Однажды Фли и я пошли туда днём, и Джейми Коэна, который и подписал нас на лейбл, не было на месте. Мы потребовали увидеть босса, и его секретарша вышла и сказала:
– Его нет сейчас. Он на очень важном собрании правления со всем персоналом EMI International. Они все туда ушли.
Мы с Фли выглянули за угол, посовещались и решили, во что бы то ни стало, привлечь к себе внимание в EMI. Мы пошли в небольшую ванную, разделись и направились прямо к двери, за которой проходило собрание. Мы ворвались туда, запрыгнули на стол, бегали туда-сюда, орали и бесились. А потом мы обернулись и поняли, что на собрании были не просто люди. Это была целая интернациональная команда EMI со всего мира. И у них были эти их дипломаты и бумаги, и графики, и таблицы, и ручки с карандашами, а мы всё это разнесли к чертям. Когда всё успокоилось, мы спрыгнули со стола, выбежали из комнаты и с трудом надели трусы, отбиваясь от охранников, которым сообщили о нашем вторжении. Мы рванулись вперед как две капли ртути и смылись от охраны через парковку и вверх по Голливудскому бульвару, после чего мы примчались в Уэдлз парк. Там мы присели и забили огромный, толстый косяк зелёной гавайской травки, чтобы отметить то, что мы дали знать EMI, кто мы такие. Где-то на половине косяка, меня начало хорошенько забирать.
– Хорошая была идея, правда? – спросил я Фли, – Но вдруг они вышибут нас с лейбла? Им всё это явно не понравилось. Ты только подумай, как они на нас орали. О боже, что если у нас никогда больше не будет контракта?

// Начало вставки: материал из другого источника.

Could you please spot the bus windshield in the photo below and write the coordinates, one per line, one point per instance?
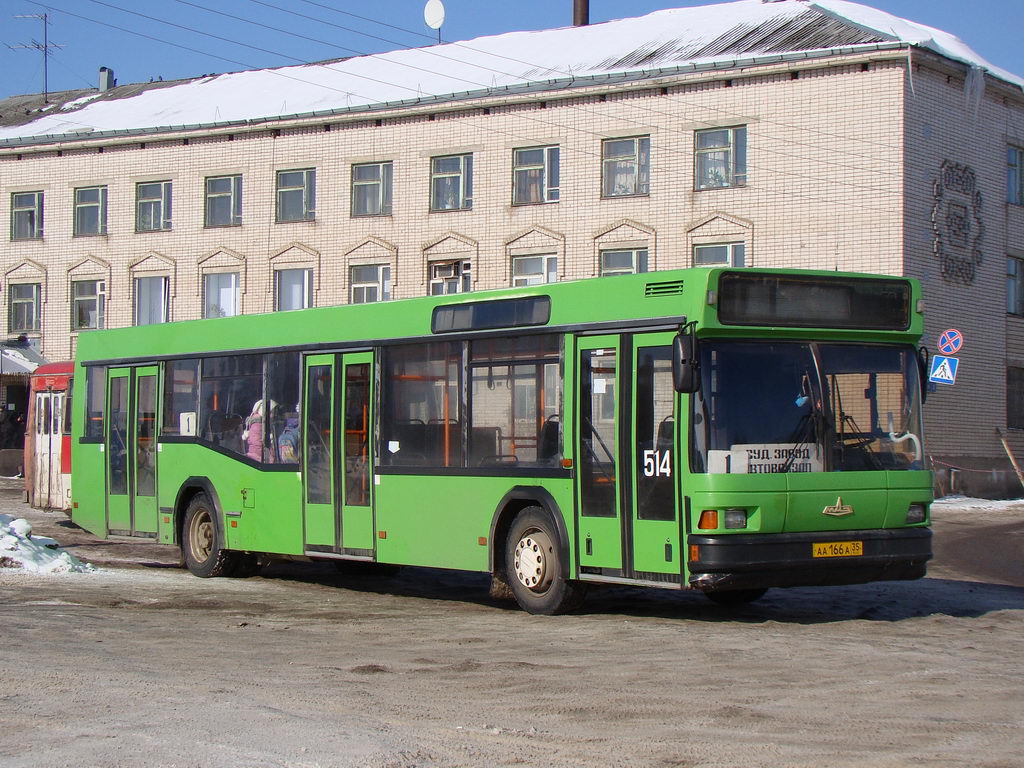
(803, 407)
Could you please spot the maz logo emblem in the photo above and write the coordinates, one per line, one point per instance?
(838, 509)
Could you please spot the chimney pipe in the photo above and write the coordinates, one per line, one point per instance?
(107, 80)
(581, 12)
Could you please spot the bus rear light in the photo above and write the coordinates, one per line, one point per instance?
(709, 519)
(916, 513)
(735, 518)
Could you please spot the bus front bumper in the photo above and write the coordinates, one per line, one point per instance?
(755, 561)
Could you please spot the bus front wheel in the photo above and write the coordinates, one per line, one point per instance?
(534, 566)
(201, 542)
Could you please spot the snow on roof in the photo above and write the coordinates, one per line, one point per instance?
(626, 48)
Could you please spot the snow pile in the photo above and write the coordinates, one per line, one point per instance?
(37, 554)
(965, 503)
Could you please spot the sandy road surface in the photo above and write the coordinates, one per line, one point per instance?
(302, 667)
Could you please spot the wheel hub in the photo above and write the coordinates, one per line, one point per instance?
(532, 561)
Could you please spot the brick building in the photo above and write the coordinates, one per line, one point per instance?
(791, 134)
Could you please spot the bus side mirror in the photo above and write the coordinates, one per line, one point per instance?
(923, 372)
(685, 369)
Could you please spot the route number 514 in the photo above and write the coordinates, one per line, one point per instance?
(657, 463)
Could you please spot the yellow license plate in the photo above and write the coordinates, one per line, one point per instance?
(838, 549)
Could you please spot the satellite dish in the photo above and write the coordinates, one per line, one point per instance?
(433, 13)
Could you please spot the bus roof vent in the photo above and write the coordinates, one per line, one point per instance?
(669, 288)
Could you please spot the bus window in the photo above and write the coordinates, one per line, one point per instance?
(514, 406)
(95, 403)
(421, 422)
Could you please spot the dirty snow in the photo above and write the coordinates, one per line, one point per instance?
(37, 554)
(509, 60)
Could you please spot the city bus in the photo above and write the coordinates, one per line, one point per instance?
(720, 430)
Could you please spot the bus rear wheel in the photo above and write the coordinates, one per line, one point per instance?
(534, 565)
(202, 543)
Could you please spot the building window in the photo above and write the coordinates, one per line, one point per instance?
(220, 295)
(151, 300)
(371, 283)
(451, 276)
(535, 270)
(293, 289)
(24, 307)
(1015, 175)
(626, 166)
(153, 206)
(722, 254)
(372, 188)
(27, 215)
(452, 182)
(90, 211)
(223, 201)
(535, 175)
(297, 195)
(88, 300)
(627, 261)
(720, 158)
(1015, 397)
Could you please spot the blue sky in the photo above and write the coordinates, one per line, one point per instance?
(990, 27)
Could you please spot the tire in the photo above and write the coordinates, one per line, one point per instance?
(202, 543)
(535, 568)
(735, 597)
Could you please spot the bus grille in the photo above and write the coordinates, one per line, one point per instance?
(669, 288)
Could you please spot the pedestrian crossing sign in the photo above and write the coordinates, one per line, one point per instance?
(944, 370)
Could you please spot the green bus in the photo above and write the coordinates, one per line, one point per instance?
(721, 430)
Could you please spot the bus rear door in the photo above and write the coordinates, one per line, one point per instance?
(131, 451)
(629, 524)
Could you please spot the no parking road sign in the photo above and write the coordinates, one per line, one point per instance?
(950, 341)
(944, 370)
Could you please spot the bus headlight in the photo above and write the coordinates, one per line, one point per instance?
(916, 513)
(735, 518)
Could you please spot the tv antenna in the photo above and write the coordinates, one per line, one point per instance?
(43, 47)
(433, 14)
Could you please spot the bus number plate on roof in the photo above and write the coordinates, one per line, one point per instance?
(838, 549)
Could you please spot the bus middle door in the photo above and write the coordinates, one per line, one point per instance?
(338, 445)
(627, 459)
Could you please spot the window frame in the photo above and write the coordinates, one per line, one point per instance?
(465, 181)
(308, 189)
(165, 298)
(237, 280)
(732, 247)
(735, 158)
(639, 257)
(1015, 175)
(307, 288)
(550, 267)
(550, 190)
(385, 190)
(98, 296)
(233, 195)
(164, 200)
(382, 285)
(462, 275)
(33, 212)
(640, 159)
(99, 205)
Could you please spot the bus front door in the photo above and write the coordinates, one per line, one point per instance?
(131, 451)
(338, 418)
(627, 458)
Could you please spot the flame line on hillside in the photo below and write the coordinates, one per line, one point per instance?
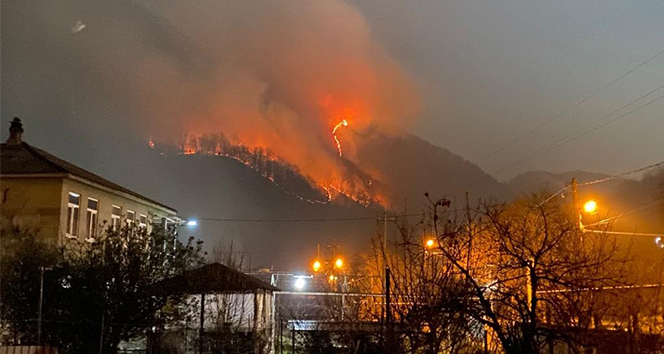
(343, 123)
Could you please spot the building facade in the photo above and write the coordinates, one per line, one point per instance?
(59, 201)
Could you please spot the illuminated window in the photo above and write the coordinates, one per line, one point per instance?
(93, 208)
(131, 217)
(142, 220)
(73, 207)
(116, 216)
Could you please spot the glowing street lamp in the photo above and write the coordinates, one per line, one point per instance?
(590, 206)
(300, 283)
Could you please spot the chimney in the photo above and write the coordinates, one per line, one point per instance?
(15, 132)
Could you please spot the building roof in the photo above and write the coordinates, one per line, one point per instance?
(213, 278)
(25, 159)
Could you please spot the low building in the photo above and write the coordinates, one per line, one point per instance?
(227, 311)
(60, 201)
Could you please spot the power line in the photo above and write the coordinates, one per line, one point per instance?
(567, 110)
(622, 174)
(572, 137)
(603, 180)
(361, 218)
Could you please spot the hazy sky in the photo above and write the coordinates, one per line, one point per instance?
(488, 72)
(494, 70)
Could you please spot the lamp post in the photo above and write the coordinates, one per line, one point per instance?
(41, 302)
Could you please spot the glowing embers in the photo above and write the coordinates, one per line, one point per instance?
(343, 123)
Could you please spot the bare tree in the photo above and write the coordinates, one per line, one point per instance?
(522, 261)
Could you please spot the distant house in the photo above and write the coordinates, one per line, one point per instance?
(61, 201)
(228, 312)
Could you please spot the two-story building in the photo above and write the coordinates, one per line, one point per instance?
(44, 194)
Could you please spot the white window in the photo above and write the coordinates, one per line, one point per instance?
(73, 207)
(131, 217)
(93, 208)
(116, 216)
(142, 220)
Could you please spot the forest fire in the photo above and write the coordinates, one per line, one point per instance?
(344, 180)
(343, 123)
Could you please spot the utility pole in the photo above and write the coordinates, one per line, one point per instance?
(575, 200)
(202, 329)
(41, 301)
(388, 312)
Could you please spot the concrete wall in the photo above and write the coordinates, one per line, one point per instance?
(37, 204)
(32, 205)
(106, 198)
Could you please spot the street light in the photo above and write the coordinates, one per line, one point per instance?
(316, 266)
(300, 283)
(590, 206)
(659, 242)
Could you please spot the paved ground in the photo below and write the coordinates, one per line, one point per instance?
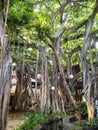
(15, 120)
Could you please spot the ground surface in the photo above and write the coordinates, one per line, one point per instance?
(15, 120)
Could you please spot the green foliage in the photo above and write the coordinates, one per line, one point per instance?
(38, 118)
(90, 123)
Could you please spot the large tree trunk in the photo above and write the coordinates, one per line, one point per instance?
(86, 74)
(5, 77)
(5, 84)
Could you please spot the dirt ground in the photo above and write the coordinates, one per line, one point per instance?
(15, 120)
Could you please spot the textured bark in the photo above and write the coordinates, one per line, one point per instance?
(5, 83)
(86, 74)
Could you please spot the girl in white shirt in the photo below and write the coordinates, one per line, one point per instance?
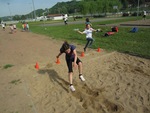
(88, 31)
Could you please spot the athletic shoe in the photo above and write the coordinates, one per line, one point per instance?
(72, 88)
(82, 78)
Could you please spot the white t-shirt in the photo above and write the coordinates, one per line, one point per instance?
(88, 32)
(144, 12)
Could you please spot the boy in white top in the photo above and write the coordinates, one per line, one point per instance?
(88, 31)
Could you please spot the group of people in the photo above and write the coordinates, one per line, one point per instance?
(71, 57)
(13, 28)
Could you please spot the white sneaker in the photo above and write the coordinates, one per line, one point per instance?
(72, 88)
(82, 78)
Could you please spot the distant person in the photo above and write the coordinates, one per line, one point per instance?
(3, 26)
(65, 18)
(87, 21)
(144, 14)
(88, 31)
(14, 27)
(72, 60)
(11, 28)
(27, 25)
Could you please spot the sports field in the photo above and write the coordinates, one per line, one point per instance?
(115, 82)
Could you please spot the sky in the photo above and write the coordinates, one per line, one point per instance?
(22, 7)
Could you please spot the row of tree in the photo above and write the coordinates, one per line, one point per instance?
(84, 7)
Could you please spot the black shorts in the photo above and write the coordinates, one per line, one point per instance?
(69, 63)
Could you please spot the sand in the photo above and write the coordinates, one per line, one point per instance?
(115, 82)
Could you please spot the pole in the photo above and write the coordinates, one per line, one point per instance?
(9, 10)
(34, 10)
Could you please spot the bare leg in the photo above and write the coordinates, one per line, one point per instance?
(80, 67)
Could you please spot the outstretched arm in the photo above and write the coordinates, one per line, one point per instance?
(80, 32)
(58, 55)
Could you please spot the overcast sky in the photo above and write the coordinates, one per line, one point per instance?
(21, 7)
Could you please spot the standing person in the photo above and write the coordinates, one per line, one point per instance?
(65, 17)
(87, 21)
(88, 31)
(144, 14)
(27, 27)
(14, 26)
(71, 57)
(11, 28)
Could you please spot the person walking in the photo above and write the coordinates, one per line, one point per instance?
(72, 60)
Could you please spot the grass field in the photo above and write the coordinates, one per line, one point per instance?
(123, 41)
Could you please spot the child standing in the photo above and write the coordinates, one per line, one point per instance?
(88, 31)
(71, 57)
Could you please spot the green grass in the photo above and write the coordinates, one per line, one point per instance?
(123, 41)
(16, 81)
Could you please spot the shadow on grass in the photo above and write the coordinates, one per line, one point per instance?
(54, 77)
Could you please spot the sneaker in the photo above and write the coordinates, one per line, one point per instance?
(82, 78)
(72, 88)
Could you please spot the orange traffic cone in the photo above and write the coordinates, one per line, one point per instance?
(82, 54)
(58, 61)
(98, 50)
(37, 65)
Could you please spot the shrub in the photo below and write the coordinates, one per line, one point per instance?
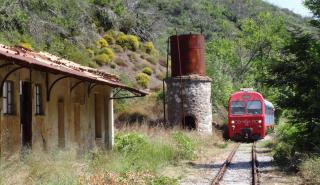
(144, 56)
(148, 71)
(152, 60)
(93, 65)
(108, 51)
(143, 79)
(161, 75)
(310, 170)
(113, 65)
(117, 48)
(101, 43)
(133, 57)
(128, 41)
(120, 62)
(25, 45)
(90, 52)
(185, 144)
(109, 38)
(129, 143)
(102, 59)
(164, 181)
(148, 47)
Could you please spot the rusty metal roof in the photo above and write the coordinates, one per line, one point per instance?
(50, 63)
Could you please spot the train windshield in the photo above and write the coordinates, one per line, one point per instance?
(254, 107)
(238, 107)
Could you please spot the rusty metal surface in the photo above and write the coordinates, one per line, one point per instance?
(49, 63)
(255, 179)
(189, 50)
(224, 167)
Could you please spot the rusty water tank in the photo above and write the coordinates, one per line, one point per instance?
(191, 50)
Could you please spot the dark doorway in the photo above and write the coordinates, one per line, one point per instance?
(98, 115)
(190, 122)
(77, 123)
(61, 135)
(26, 114)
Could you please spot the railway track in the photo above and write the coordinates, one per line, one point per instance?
(254, 170)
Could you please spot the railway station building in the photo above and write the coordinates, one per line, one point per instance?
(47, 102)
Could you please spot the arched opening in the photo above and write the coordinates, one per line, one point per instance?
(190, 122)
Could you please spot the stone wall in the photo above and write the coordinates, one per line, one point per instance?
(196, 98)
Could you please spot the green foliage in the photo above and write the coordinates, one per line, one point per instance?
(152, 59)
(164, 181)
(128, 41)
(107, 51)
(133, 57)
(160, 96)
(90, 52)
(26, 46)
(102, 59)
(148, 47)
(118, 48)
(109, 38)
(147, 70)
(129, 143)
(143, 79)
(139, 153)
(120, 62)
(310, 170)
(314, 6)
(185, 145)
(101, 43)
(113, 65)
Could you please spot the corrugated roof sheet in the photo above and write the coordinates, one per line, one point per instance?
(47, 62)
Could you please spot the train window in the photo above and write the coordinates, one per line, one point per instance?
(254, 107)
(238, 107)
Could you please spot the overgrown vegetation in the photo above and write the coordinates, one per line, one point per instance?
(138, 158)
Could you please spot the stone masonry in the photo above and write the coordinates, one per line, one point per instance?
(196, 96)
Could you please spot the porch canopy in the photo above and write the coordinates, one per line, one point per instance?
(49, 63)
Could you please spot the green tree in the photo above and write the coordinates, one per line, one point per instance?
(296, 75)
(314, 6)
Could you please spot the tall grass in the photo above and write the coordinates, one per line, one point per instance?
(139, 156)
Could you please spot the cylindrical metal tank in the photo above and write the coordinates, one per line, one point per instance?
(187, 55)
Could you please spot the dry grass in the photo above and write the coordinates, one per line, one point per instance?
(101, 167)
(310, 170)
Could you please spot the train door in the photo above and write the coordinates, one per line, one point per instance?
(26, 113)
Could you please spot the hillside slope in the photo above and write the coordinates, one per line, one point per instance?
(72, 28)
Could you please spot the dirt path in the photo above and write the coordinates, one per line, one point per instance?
(204, 169)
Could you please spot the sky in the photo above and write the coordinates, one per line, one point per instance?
(293, 5)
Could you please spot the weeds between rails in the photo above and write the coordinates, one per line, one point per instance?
(226, 164)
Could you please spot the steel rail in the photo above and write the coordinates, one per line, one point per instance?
(224, 167)
(255, 179)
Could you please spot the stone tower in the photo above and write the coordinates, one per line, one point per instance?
(188, 89)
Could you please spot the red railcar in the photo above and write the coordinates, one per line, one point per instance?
(249, 115)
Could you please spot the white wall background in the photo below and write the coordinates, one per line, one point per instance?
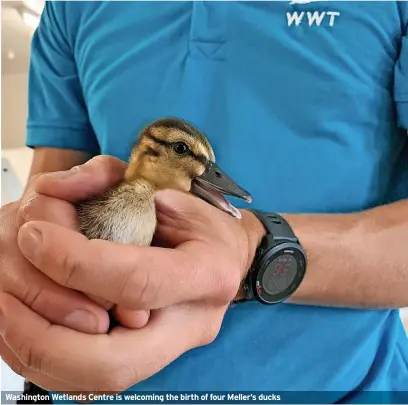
(14, 89)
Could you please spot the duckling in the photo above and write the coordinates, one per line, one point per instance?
(169, 153)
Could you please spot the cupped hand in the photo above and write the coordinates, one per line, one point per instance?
(19, 278)
(193, 281)
(209, 256)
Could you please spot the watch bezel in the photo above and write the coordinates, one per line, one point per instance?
(262, 265)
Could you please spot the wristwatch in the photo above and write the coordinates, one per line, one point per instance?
(279, 265)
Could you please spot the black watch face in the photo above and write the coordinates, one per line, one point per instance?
(279, 274)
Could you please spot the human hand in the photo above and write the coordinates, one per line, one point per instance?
(19, 278)
(211, 254)
(208, 247)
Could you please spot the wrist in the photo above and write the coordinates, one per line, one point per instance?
(255, 232)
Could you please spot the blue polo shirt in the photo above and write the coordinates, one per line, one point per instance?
(306, 105)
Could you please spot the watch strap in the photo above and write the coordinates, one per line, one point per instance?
(276, 226)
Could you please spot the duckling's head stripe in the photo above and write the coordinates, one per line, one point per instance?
(200, 158)
(184, 126)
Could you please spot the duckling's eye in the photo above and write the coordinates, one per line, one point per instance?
(180, 148)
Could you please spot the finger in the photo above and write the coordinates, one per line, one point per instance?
(45, 382)
(97, 362)
(130, 318)
(40, 207)
(59, 305)
(133, 276)
(82, 182)
(182, 217)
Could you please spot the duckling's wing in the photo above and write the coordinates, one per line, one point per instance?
(123, 214)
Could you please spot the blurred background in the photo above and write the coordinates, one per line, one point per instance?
(18, 22)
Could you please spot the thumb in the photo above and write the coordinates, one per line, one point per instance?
(84, 181)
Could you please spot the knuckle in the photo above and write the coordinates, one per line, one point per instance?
(28, 209)
(29, 357)
(117, 379)
(140, 290)
(70, 266)
(17, 367)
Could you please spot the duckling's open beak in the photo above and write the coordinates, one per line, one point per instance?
(211, 186)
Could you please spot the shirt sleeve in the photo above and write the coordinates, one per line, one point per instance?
(401, 71)
(57, 113)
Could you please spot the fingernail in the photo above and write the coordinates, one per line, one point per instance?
(81, 320)
(29, 242)
(63, 174)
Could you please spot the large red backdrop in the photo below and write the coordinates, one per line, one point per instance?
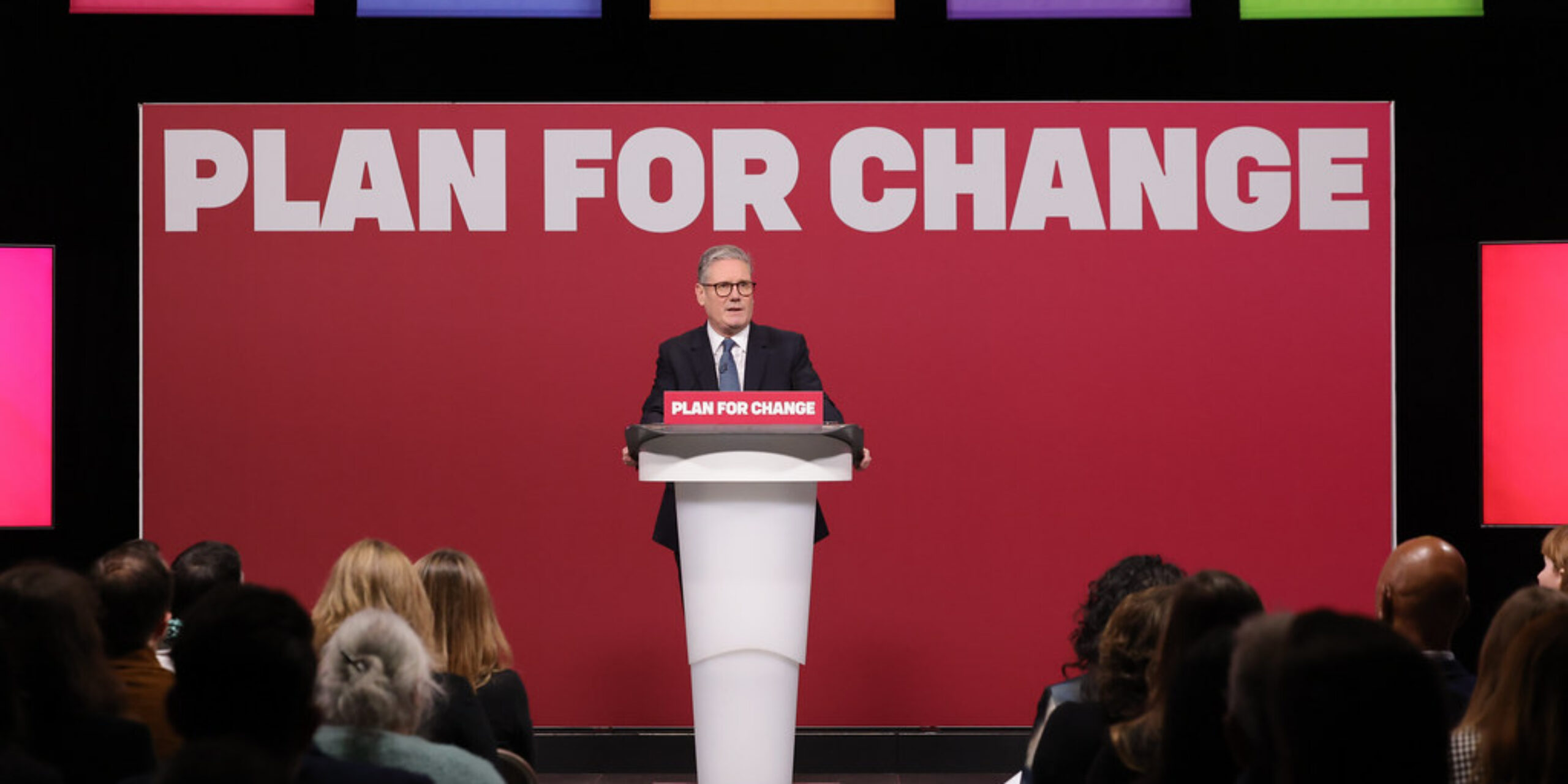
(1073, 333)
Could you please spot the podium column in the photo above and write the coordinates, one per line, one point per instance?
(745, 500)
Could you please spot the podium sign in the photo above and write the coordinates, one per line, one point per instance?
(744, 408)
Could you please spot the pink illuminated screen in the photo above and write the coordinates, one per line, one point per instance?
(26, 385)
(1525, 383)
(194, 7)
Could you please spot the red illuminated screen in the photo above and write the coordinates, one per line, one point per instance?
(1189, 356)
(1525, 383)
(26, 382)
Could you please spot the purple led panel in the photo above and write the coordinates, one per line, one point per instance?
(480, 9)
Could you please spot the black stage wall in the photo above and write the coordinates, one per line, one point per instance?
(1476, 159)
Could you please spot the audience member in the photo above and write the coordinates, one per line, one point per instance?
(247, 671)
(469, 639)
(223, 761)
(1063, 745)
(1555, 551)
(198, 570)
(16, 766)
(374, 687)
(1125, 578)
(135, 592)
(1525, 606)
(1355, 703)
(1259, 642)
(1192, 733)
(375, 575)
(1525, 731)
(1203, 603)
(1423, 595)
(71, 700)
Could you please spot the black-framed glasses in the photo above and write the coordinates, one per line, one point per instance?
(745, 287)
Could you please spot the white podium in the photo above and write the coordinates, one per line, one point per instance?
(747, 507)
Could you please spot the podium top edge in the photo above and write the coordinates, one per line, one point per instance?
(852, 435)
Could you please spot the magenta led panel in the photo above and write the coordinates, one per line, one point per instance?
(195, 7)
(26, 386)
(1067, 9)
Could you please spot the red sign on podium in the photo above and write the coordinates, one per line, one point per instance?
(744, 408)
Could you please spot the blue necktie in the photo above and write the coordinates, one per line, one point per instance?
(728, 379)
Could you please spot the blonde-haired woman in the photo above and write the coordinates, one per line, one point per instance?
(474, 647)
(1555, 554)
(375, 575)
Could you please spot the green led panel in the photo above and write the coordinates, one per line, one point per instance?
(1357, 9)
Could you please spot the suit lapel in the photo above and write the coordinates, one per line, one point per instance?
(703, 358)
(756, 358)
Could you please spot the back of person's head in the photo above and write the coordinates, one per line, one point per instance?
(1555, 548)
(1192, 742)
(1354, 701)
(225, 761)
(375, 675)
(1203, 603)
(135, 592)
(1423, 592)
(200, 568)
(1259, 643)
(468, 636)
(1525, 606)
(374, 575)
(1525, 729)
(1126, 648)
(245, 667)
(1106, 592)
(52, 639)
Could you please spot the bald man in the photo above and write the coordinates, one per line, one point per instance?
(1423, 595)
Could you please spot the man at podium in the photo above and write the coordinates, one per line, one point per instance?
(729, 353)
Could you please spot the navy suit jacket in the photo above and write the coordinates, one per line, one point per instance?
(777, 361)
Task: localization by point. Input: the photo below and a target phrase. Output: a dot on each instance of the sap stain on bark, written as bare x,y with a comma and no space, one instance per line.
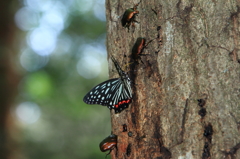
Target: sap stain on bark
208,132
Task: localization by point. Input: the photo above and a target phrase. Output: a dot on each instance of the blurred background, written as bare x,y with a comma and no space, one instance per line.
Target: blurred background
53,53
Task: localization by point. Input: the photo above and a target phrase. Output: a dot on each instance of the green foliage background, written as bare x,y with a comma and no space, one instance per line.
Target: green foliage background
67,127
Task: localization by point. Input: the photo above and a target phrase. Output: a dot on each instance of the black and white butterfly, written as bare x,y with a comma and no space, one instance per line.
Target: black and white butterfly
115,93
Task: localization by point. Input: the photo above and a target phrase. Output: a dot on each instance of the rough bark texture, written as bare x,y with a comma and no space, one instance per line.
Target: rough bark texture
194,56
8,77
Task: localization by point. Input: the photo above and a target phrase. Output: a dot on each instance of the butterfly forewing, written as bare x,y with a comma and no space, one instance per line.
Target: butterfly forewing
115,93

Когда нас отпустило, мы позвонили Линди узнать, не выкинули ли нас ещё. Но в результате все по-тихому развеялось, и мы готовились к записи нашего первого альбома. Джэйми и Линди хотели знать, кого мы хотели бы видеть в роли продюсера альбома. Фли и я без сомнений предложили Энди Гилла, гитариста Gang of four. Их первый альбом Entertainment вдохновил меня снова начать танцевать, когда я жил с Донди. Их музыка была такой угловатой, жёсткой и резкой, воплощением такого художественного английского фанка. И лирика Гилла была великолепной и социополитичной. Но всё указывало на то, что они не воспринимали себя слишком серьёзно.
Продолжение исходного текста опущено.